Saw your fix in the git log after pulling and switching to master so fingers crossed!
Did you tune the LM hyperparameters alpha and beta?
@reuben Can you please let me know if default_alpha and default_beta should be fine tuned for 0.7.0 release or would it be ok to use --default_alpha 0.931289039105002 --default_beta 1.1834137581510284 as specified the docs to generate custom LM?
If yes, do you have any docs on doing the grid search or random search?
thanks
use lm_optimizer.py
thanks @lissyx
Just wanted to confirm that I doing this correctly:
- Generate the lm.binary and the vocab_.txt (I am using a portion of normalized wikipedia dump)
python generate_lm.py --input_txt wikien.txt --output_dir . --top_k 1000000 --kenlm_bins kenlm-master/build/bin/ --arpa_order 5 --max_arpa_memory “85%” --arpa_prune “0|0|1” --binary_a_bits 255 --binary_q_bits 8 --binary_type trie
- Tune default_alpha and default_ beta
python lm_optimizer.py --test_files bin/librispeech/librivox-test-clean.csv --checkpoint_dir deepspeech-0.7.0-checkpoint --n_hidden 2048
Would it be ok to use the librispeech test here? My real test data would be recorded conversations that are not fully labeled.
- Use the generated
lm.binary
andvocab-1000000.txt
to generate the scorer
python generate_package.py --alphabet …/alphabet.txt --lm lm.binary --vocab vocab-1000000.txt --package kenlm_mod.scorer --default_alpha <value from step 2> --default_beta <value from step 2>
Am I missing thing here?
thanks
- Generate the LM from your text corpus.
- Generate the scorer package with LM above and any default alpha and beta values.
- Run
lm_optimizer.py
with your own data, fine tuning on LibriSpeech test does nothing to help your use case. - At the end, regenerate the package with the new fine tuned alpha and beta values.
Thanks @reuben
Is this order documented any where? Just wanted to make sure that I did not miss it.

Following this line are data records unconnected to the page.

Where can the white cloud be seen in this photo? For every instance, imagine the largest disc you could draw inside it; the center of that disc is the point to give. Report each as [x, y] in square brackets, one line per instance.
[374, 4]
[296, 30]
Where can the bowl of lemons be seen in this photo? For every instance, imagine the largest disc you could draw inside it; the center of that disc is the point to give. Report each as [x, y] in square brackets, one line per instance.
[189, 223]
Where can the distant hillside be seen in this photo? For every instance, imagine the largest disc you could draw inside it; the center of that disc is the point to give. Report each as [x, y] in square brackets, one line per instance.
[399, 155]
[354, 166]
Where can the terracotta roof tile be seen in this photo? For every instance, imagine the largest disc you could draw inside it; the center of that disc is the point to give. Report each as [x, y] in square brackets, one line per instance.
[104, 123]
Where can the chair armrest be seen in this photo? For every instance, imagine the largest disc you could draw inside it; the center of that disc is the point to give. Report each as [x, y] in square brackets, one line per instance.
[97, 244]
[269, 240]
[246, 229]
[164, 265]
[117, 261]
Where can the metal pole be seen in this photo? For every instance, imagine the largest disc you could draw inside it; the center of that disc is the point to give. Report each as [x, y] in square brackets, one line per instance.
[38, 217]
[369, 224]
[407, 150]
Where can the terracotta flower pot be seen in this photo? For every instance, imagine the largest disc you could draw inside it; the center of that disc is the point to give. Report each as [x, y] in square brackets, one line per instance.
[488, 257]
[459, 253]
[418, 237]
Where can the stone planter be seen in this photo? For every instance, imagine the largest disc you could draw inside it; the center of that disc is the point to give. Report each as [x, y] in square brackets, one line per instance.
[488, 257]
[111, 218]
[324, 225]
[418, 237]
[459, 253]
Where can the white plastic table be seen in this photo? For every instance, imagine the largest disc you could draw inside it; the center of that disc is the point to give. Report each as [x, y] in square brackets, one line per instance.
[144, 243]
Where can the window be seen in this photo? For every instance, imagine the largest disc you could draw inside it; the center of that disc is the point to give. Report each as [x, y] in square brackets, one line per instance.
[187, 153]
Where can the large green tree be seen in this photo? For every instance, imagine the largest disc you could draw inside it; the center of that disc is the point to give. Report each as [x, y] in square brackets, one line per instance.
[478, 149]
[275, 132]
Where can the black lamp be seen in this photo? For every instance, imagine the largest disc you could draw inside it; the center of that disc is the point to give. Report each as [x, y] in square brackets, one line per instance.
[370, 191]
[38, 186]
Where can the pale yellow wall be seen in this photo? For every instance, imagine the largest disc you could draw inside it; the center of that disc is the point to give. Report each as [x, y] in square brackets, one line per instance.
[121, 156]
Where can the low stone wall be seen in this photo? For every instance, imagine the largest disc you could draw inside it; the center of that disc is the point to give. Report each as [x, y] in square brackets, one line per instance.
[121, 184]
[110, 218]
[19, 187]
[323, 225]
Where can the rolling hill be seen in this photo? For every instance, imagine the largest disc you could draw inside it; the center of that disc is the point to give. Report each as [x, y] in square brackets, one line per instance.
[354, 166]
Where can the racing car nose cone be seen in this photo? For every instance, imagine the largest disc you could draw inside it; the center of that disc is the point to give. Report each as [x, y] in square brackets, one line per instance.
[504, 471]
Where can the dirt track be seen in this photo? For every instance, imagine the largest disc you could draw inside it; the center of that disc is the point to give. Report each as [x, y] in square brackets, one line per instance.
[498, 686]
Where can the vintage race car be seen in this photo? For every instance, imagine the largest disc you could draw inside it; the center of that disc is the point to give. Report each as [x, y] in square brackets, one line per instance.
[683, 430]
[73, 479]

Also I noticed that lm_optimizer.py
has a default value for n_trials
as 2400, should it be run this many times? I see that it takes about 25 min on for a trial on my hardware. Looking if there are ways to speed this or run lesser number of trials
One questions on the steps listed above:
During Step 3 I would use the default scorer generated from step 2
Generate lm.binary and vocab-1000000.txt
python generate_lm.py --input_txt wikien2_mod.txt --output_dir . --top_k 1000000 --kenlm_bins kenlm-master/build/bin/ --arpa_order 5 --max_arpa_memory “85%” --arpa_prune “0|0|1” --binary_a_bits 255 --binary_q_bits 8 --binary_type trie
Generate kenlm_mod.scorer
python generate_package.py --alphabet …/alphabet.txt --lm lm.binary --vocab vocab-1000000.txt --package kenlm_mod.scorer --default_alpha 0.931289039105002 --default_beta 1.1834137581510284
Optimize lm_alpha and lm_beta using above scorer.
CUDA_VISIBLE_DEVICES=1 python lm_optimizer.py --test_files bin/librispeech/librivox-test-clean.csv --checkpoint_dir deepspeech-0.7.0-checkpoint --n_hidden 2048 --scorer kenlm_mod.scorer --n_trials 100
Regenerate kenlm_mod_new.scorer
python generate_package.py --alphabet …/alphabet.txt --lm lm.binary --vocab vocab-1000000.txt --package kenlm_mod_new.scorer --default_alpha --default_beta
Thanks
lm_optimizer.py on my test data gives a WER of 0.7 for 100 trials.
Finished trial#99 with value: 0.7084736251402918 with parameters: {'lm_alpha': 0.709291280206513, 'lm_beta': 1.6728729648380825}. Best is trial#86 with value: 0.706041900486345. Best params: lm_alpha=0.6385672670016014 and lm_beta=1.257121392283404 with WER=0.7060419004863
Is there a guideline on how rows should be in the test csv file and how epochs this should be run for?
@reuben Can you please clarify your #3 – what does your own data mean here?
I am using Wikipedia normalized text to generate the lm.binary and vocab.***.txt. So does it mean I need a spoken version of this text compiled into a csv file (as in librivox-test-clean.csv) as input to lm_optimizer.py
or I can just use my test data which are meeting recordings compiled to a csv file in the same format as librivox-test-clean.csv.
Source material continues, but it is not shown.